1. A team at the U.K.’s National Physical Laboratory has shown that existing submarine communication fiber-optic cables could become great seafloor observers with a vast network of thousands of permanent, real-time environmental sensors.
Spatial resolution and sensitivity are limited with current methods because the entire six thousand miles of continuous undersea cable acts as a single sensor. The new approach parts it into individual spans of about 36 hundred miles of the transatlantic cable between repeater-to-repeater span-lengths of about 27 to 55 miles. With this alteration, researchers have already detected earthquakes and ocean signals with higher accuracy, and all without changing any underwater infrastructure.

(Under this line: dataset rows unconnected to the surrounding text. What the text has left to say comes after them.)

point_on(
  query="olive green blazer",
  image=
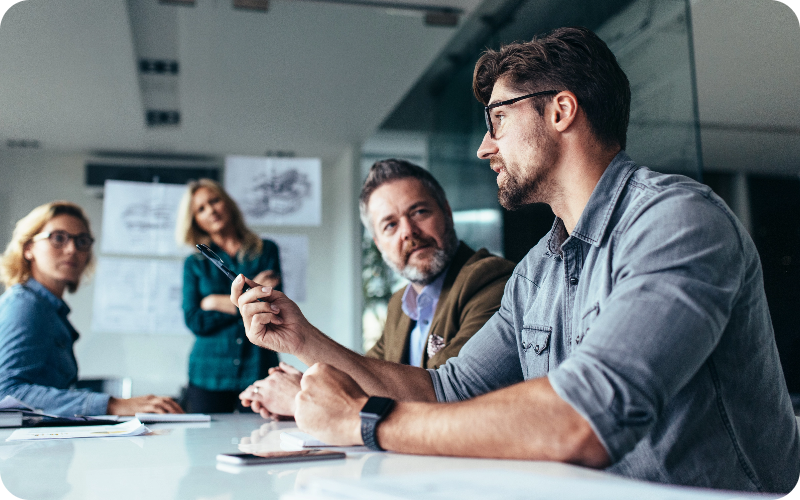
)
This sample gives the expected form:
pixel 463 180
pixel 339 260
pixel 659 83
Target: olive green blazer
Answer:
pixel 470 295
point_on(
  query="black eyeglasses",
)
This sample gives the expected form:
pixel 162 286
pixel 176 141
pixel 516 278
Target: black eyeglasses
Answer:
pixel 486 109
pixel 59 239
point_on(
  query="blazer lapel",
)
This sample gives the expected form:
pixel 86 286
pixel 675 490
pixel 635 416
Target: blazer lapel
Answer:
pixel 463 254
pixel 396 347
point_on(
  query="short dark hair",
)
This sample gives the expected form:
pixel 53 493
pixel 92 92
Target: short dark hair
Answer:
pixel 573 59
pixel 384 171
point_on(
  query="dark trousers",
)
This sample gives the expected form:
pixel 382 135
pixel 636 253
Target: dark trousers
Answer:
pixel 200 400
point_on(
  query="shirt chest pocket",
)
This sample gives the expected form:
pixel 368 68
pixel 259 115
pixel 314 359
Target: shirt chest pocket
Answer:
pixel 587 319
pixel 536 350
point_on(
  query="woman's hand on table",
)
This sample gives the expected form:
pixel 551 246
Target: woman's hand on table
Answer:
pixel 142 404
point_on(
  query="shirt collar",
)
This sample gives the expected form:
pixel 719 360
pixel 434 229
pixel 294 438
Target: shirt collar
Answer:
pixel 42 292
pixel 596 215
pixel 431 291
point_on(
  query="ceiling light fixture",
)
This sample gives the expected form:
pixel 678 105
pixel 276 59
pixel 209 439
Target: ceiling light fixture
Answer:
pixel 259 5
pixel 434 15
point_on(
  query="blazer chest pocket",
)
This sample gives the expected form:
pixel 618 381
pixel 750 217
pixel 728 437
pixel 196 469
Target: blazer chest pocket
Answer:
pixel 536 350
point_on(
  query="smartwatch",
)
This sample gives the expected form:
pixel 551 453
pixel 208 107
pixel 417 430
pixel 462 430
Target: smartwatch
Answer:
pixel 371 414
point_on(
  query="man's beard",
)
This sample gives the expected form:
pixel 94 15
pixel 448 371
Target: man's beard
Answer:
pixel 439 261
pixel 535 187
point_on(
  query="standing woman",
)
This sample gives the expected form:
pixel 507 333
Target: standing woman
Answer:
pixel 49 252
pixel 222 362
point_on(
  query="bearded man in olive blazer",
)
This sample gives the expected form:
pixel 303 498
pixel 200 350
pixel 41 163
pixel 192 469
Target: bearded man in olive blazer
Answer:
pixel 452 291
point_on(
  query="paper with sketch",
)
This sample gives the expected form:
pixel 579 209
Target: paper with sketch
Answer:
pixel 499 484
pixel 12 403
pixel 139 218
pixel 276 191
pixel 138 296
pixel 130 428
pixel 293 251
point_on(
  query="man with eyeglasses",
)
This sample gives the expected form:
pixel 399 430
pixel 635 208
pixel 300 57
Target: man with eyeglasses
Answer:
pixel 634 337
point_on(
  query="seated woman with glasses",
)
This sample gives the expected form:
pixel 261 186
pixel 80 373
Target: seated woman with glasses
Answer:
pixel 49 251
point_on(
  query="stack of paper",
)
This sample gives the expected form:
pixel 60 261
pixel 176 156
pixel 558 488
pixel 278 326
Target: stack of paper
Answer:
pixel 151 418
pixel 131 428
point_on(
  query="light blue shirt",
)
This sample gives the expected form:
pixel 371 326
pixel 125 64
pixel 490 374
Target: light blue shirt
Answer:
pixel 651 321
pixel 37 364
pixel 421 308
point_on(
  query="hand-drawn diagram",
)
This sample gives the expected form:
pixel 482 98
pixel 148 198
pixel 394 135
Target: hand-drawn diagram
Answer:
pixel 275 191
pixel 280 194
pixel 133 295
pixel 139 218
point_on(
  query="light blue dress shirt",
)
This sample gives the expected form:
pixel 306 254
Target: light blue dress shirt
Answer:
pixel 37 364
pixel 421 308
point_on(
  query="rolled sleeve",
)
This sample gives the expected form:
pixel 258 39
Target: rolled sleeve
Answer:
pixel 677 274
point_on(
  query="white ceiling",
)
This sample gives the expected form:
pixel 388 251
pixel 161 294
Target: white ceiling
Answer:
pixel 313 77
pixel 306 77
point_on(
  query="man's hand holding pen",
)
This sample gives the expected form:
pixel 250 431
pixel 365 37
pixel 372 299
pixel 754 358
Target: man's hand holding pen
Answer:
pixel 271 319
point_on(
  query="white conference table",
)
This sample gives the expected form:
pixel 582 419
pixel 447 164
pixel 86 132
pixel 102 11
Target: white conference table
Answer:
pixel 178 461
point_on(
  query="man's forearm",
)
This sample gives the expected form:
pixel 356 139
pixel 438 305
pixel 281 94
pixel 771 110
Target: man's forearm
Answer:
pixel 375 376
pixel 525 421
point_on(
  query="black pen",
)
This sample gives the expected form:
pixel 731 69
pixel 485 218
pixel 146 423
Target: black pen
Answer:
pixel 214 258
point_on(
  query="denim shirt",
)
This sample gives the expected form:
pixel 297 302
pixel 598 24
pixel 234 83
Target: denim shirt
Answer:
pixel 651 321
pixel 37 364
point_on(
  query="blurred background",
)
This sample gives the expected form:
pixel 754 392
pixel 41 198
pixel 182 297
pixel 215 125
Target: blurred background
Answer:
pixel 163 91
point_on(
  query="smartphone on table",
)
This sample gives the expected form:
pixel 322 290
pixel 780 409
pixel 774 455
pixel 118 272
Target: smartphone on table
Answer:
pixel 278 457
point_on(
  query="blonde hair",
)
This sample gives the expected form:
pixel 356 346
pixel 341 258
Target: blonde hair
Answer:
pixel 187 232
pixel 14 267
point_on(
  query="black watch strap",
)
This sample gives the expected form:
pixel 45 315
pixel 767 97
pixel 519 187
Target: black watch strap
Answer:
pixel 369 433
pixel 370 418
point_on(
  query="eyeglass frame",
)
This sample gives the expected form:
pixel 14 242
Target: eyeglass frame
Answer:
pixel 486 109
pixel 70 236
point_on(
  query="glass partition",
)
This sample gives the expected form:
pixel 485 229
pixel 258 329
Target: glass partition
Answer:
pixel 653 44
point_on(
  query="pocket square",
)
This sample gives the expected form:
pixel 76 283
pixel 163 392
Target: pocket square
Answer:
pixel 435 344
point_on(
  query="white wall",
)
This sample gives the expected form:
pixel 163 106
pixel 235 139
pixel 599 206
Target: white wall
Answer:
pixel 158 364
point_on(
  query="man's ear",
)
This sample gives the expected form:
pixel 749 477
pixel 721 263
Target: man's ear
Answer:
pixel 564 110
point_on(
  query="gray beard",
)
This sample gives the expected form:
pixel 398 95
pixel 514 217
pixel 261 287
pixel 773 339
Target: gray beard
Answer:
pixel 441 259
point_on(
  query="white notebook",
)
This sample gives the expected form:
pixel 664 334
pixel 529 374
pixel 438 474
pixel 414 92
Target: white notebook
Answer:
pixel 152 418
pixel 301 440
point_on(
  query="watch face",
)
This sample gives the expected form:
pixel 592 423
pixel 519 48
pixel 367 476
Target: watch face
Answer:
pixel 377 406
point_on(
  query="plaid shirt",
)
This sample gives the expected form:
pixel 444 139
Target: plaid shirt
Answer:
pixel 222 358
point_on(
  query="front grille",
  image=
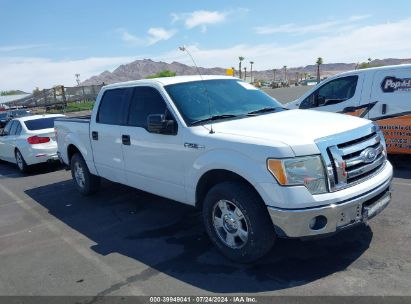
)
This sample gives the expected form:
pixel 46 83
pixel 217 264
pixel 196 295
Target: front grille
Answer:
pixel 352 160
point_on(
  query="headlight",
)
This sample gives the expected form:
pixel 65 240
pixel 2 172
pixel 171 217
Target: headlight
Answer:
pixel 307 171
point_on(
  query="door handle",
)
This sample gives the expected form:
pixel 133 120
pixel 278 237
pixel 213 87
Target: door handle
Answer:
pixel 126 140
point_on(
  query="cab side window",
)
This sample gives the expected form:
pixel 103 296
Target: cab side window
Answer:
pixel 145 101
pixel 113 106
pixel 332 92
pixel 18 129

2. A team at USC’s Viterbi School of Engineering has developed a highly specialized 3D printing technique for fabricating microfluidic channels and controlling them at a more precise microscale than ever before.
The research builds on vat photopolymerization (VPP), a 3D printing process that uses light to convert liquid photopolymer resin into solid form. With VPP, an object is constructed layer by layer before curing each with UV light. It’s ideal to cure one layer of the channel wall and leave the liquid resin inside untouched. The problem is, the light radiation required to build the channel-roof layer over-cures residual resin and clogs the flow channels
The new method, called in situ transfer VPP, prints that most critical roof layer separately using an additional build platform that moves to between the light source and the printed object—this blocks the light and prevents over-curing.
This cheaper, more efficient technique should boost microfluidic technology and ultimately enhance biomedical research.
3. A new drone-operated 1D camera array could help make search and rescue missions more successful, namely those happening through thick foliage.
Developed by researchers from Johannes Kepler University Linz in Austria and the University of Applied Sciences Upper Austria, the new array system can better detect and track moving objects in dense forest as it works in conjunction with airborne optical sectioning—an imaging technique using manned or unmanned aircraft to sample images within large areas. On its own, the technique is only effective with targets that are stationary, so any movement captured results in blurry images.
Pairing the lightweight drone-operated 1D array with airborne optical sectioning overcomes that challenge with real-time computational performance that provides high spatial resolution images.